Surge entonces la figura de Pablo de Tarso, perseguidor de cristianos, que en el camino de Damasco, como leemos en los Hechos de los Apóstoles (y también en esta reciente publicación), le pregunta a Jesús: “¿Quién eres tú, Señor?”, y Él le responde: “Yo soy Jesús, a quien tú persigues”. E Ibáñez Langlois anota: “Pero Pablo no creía estar persiguiendo a Jesús, muerto hacía unos tres años, sino a sus discípulos actuales. Esta revelación de Jesucristo como haciendo uno solo con los cristianos se grabó profundamente en el corazón del apóstol”.
Entonces quien llegaría a ser san Pablo desarrolla en sus Cartas la doctrina de la Iglesia como el Cuerpo de Cristo.
Y leo en el libro que “como Pueblo de Dios sobre la tierra, la Iglesia es una sociedad visible fundada por Cristo sobre la roca de Pedro, constituida por todos los bautizados que profesan la misma fe, se santifican por los mismos sacramentos, y obedecen a la misma autoridad apostólica que sucede a Pedro”.
Uno de sus subtítulos es precisamente “La roca de Pedro”. Analiza una Iglesia cambiante y permanente que “está compuesta por hombres, vive entre los hombres y es para los hombres”, y así se explica que la Iglesia de los doce apóstoles y el martirio no sea igual a la del imperio tras el edicto de Milán, ni a la de la Edad Media, la modernidad, la Ilustración, con las grandes revoluciones y las dos guerras mundiales, etc.
Ibáñez Langlois considera: “Y si el futuro de la humanidad estuviera un día en la colonización de los planetas, por decirlo con un toque de fantasía, allí encontraríamos a la Iglesia con un aspecto poco reconocible para nosotros en el día de hoy. Pero todas estas formas históricas suyas son fieles al núcleo invariante de la constitución que Cristo le dio y que los apóstoles recibieron de él”.

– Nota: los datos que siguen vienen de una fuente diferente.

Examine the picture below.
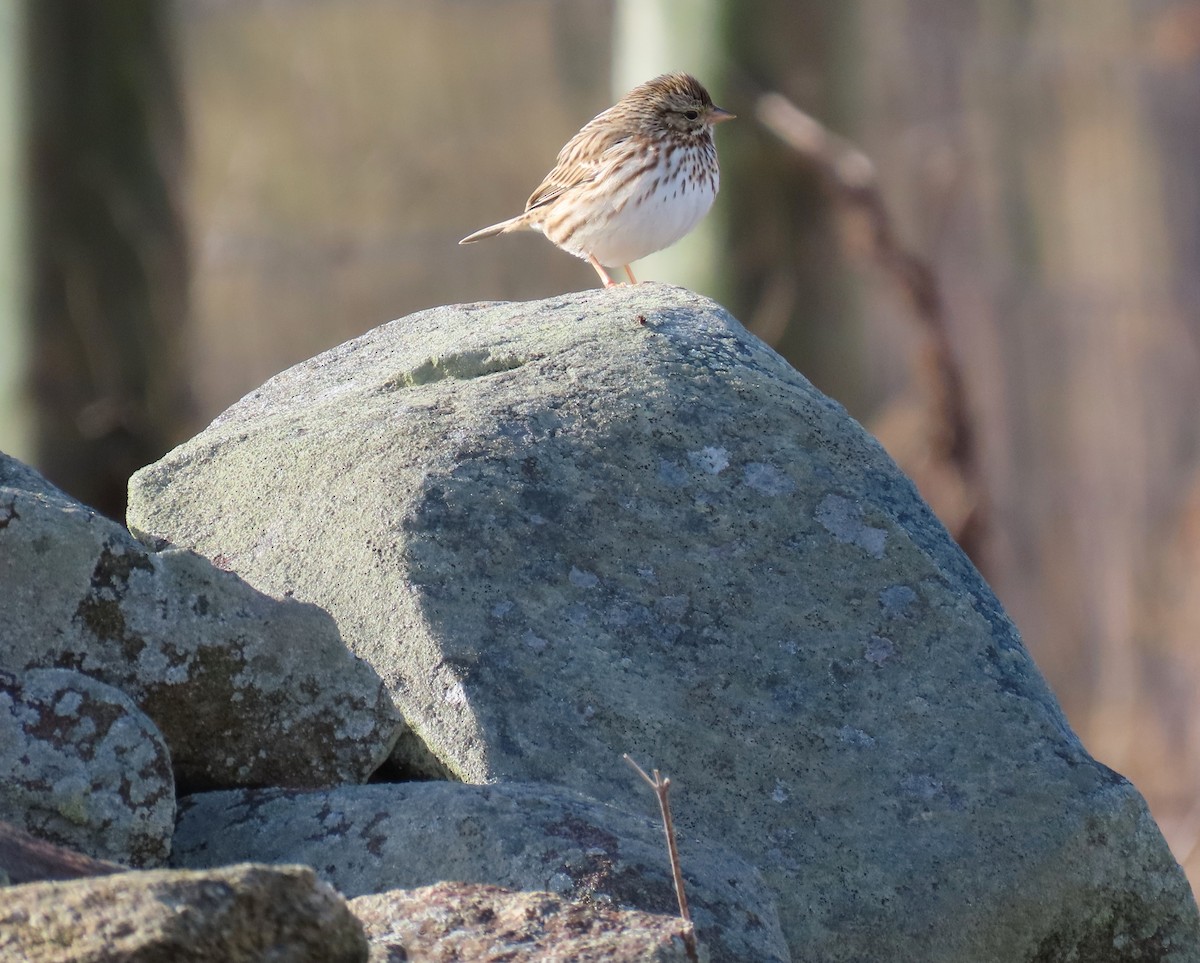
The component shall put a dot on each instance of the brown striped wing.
(585, 156)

Sobre su permanencia recuerda que Jesús le prometió a la Iglesia estabilidad hasta el fin de los tiempos: “…ella no será destruida por fuerzas exteriores, ella no mutará desde dentro en su ser esencial, ella no será sustituida desde lo alto por una nueva economía de la salvación”. Se cuenta, recuerda, que Voltaire en el siglo XVIII anunció que veinte años más tarde la Iglesia desaparecería, “y no es el único que ha hecho profecías de esa especie, todas igualmente frustradas”.
Señala que “aun estando sujeta a todas las miserias y errores humanos, la fuerza de cohesión interna de la Iglesia a lo largo de dos milenios es asombrosa, como también lo es su poder de regeneración espiritual después de las peores crisis. Todas las instituciones sociales a las que ha estado ligada han dejado de existir; ella las ha sobrevivido”.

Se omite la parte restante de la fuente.